Edna, que perdeu o mandato em 2006, explicou ainda que hoje cada reunião é patrocinada por um deputado da extensa bancada evangélica da Casa — segundo a Alerj, pelos menos dez dos 70 deputados estaduais professam a religião — e organizada pelo pastor Vilon da Costa, assessor parlamentar de Graça Pereira.
— Cada reunião tem um responsável, que nem sempre vem aqui. Alguns nem são evangélicos — explica a pastora Edna Rodrigues.

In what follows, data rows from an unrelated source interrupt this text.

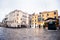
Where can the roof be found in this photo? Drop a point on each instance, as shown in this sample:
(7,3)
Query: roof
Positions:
(58,16)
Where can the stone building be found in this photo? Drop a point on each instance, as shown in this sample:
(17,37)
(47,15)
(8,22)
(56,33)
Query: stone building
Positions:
(17,18)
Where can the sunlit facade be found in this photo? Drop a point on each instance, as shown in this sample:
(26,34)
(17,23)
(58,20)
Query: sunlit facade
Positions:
(17,18)
(39,19)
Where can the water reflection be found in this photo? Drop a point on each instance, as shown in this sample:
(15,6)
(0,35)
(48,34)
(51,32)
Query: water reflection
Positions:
(27,34)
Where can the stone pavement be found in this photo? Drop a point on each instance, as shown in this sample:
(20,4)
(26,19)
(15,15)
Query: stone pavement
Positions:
(28,34)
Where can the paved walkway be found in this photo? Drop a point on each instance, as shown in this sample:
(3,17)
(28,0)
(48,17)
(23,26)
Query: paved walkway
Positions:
(28,34)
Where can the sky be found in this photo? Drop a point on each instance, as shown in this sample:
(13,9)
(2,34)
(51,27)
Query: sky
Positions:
(28,6)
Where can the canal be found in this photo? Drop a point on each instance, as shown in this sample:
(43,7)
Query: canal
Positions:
(28,34)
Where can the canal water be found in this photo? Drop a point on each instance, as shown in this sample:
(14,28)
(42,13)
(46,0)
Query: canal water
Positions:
(28,34)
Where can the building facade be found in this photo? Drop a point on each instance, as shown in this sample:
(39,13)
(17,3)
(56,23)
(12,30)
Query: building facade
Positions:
(17,18)
(39,19)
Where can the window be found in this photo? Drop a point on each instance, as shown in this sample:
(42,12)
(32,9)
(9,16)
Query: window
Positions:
(47,14)
(55,17)
(17,18)
(40,13)
(39,19)
(24,16)
(17,21)
(43,15)
(54,12)
(43,19)
(35,20)
(39,16)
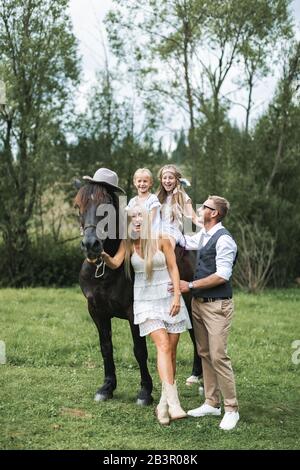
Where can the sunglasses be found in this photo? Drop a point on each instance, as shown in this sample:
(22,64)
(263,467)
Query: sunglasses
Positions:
(204,206)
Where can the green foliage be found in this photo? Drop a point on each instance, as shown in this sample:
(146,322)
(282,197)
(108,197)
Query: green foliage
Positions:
(53,351)
(40,69)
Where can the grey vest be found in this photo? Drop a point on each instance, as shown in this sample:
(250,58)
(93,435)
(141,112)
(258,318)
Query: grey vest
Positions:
(206,265)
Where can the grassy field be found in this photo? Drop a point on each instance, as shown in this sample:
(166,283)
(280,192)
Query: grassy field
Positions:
(54,368)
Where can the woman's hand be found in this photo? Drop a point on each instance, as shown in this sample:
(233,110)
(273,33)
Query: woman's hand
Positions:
(175,306)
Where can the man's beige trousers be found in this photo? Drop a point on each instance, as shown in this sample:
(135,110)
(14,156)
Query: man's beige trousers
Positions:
(211,321)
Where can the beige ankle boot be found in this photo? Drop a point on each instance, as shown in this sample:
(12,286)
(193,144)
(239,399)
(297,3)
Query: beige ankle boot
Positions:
(175,410)
(162,412)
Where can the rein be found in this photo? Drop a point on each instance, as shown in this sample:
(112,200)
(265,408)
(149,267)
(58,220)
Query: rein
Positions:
(102,262)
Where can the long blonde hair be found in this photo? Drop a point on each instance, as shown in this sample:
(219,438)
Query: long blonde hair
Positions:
(149,243)
(178,200)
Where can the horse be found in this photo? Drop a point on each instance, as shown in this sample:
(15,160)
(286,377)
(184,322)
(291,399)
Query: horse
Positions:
(109,293)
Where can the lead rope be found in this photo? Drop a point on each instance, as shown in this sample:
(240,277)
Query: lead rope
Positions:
(100,265)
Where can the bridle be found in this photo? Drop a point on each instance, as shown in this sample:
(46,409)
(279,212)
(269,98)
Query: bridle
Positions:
(99,265)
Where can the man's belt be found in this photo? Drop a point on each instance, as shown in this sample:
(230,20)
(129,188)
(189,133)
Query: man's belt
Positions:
(211,299)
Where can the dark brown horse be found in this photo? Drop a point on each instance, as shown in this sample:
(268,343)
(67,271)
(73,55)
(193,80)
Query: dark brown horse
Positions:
(109,293)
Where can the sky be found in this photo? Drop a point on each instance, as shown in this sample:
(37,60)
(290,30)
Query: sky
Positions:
(87,17)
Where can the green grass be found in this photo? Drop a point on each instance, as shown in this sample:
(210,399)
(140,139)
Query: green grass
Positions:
(54,368)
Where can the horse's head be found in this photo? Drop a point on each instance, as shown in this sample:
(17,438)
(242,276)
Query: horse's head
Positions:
(98,216)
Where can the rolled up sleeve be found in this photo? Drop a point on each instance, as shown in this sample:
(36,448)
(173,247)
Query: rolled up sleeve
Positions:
(226,250)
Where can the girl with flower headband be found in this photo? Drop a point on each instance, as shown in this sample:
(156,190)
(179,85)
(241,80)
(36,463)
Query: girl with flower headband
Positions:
(175,203)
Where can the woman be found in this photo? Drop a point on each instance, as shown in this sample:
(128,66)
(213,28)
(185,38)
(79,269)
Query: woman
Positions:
(175,203)
(158,313)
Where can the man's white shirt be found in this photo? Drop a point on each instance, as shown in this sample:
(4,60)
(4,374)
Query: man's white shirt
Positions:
(226,248)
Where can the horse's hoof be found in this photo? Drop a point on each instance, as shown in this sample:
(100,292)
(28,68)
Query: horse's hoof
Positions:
(144,401)
(103,396)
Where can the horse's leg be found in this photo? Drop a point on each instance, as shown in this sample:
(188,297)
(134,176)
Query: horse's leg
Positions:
(105,392)
(141,354)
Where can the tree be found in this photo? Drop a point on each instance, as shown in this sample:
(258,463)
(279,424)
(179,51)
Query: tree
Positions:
(39,67)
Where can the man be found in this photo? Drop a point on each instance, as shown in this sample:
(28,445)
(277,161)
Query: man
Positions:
(212,308)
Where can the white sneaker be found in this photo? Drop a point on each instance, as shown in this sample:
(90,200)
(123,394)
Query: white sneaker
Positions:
(229,420)
(193,379)
(205,410)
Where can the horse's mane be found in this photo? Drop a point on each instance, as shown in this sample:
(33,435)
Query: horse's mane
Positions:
(93,192)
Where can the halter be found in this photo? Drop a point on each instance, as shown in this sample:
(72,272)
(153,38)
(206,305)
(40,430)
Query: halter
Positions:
(102,262)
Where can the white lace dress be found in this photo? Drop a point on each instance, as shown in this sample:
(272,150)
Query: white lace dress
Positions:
(152,301)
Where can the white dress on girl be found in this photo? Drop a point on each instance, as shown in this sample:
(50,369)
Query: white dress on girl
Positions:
(150,203)
(170,224)
(152,301)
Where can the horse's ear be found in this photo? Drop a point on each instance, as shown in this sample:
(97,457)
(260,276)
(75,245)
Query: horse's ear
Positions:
(77,183)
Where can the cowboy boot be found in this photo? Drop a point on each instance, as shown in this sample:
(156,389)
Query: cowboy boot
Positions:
(162,408)
(175,410)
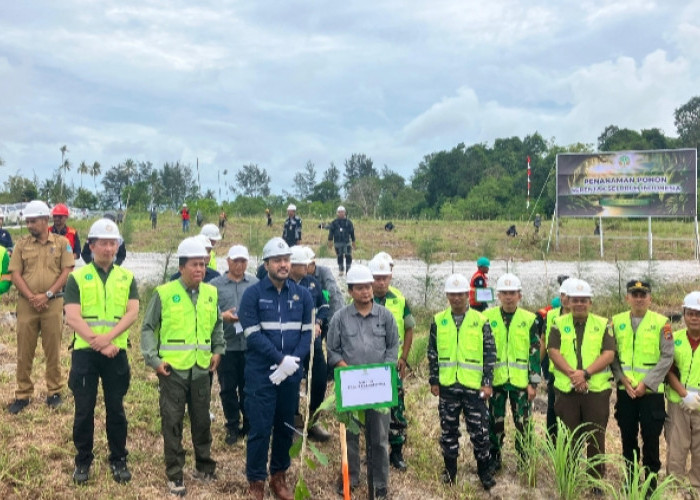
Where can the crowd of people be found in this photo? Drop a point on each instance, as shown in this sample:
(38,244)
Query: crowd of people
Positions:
(255,332)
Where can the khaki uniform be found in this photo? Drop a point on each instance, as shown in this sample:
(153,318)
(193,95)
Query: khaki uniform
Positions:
(40,265)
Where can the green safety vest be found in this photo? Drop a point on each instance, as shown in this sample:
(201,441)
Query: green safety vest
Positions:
(688,364)
(185,330)
(512,347)
(460,354)
(596,326)
(639,352)
(102,305)
(396,306)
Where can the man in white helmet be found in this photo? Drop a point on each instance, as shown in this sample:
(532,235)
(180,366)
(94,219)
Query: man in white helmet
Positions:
(363,333)
(341,235)
(101,303)
(581,347)
(40,264)
(275,314)
(392,298)
(517,372)
(683,393)
(291,233)
(182,339)
(461,356)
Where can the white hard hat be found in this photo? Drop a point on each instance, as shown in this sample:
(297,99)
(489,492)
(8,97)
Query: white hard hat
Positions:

Ela, Vilon da Costa e Graça Pereira rebatem as acusações de que atrapalham a atividade parlamentar. Dizem que ocupam o espaço na hora do almoço e que não usam dinheiro da Assembleia para realizar os encontros. No entanto, os parlamentares contrários à prática afirmam que já tiveram dificuldade para agendar discussões de interesse público devido à extensa agenda dos eventos religiosos. De acordo com a mesa diretora, pelo menos dez encontros aconteceram no local nos últimos dois meses.
E, na semana que vem, haverá mais três: o culto dos evangélicos na quarta-feira, o encontro católico na quinta-feira e uma missa na terça-feira à tarde.
— Só comecei a organizar os encontros católicos depois que meus eleitores vieram a mim com o pedido. E não fiz isso sem consultar a mesa diretora e a Arquidiocese. A missa de terça-feira, por exemplo, deve ser celebrada pelo próprio Dom Orani (arcebispo do Rio) — argumenta Miriam Rios. — E nos últimos dois anos, apenas duas vezes cancelamos um encontro porque alguém precisou do espaço. A prioridade são os eventos da Casa.
Graça Pereira também se defende:
— As pessoas trabalham aqui e a gente percebe que, quando estão ansiosas, buscam conselhos. Por isso, sentimos a necessidade do espaço, semelhante ao que existe em instituições como a Polícia Militar e o Tribunal de Justiça.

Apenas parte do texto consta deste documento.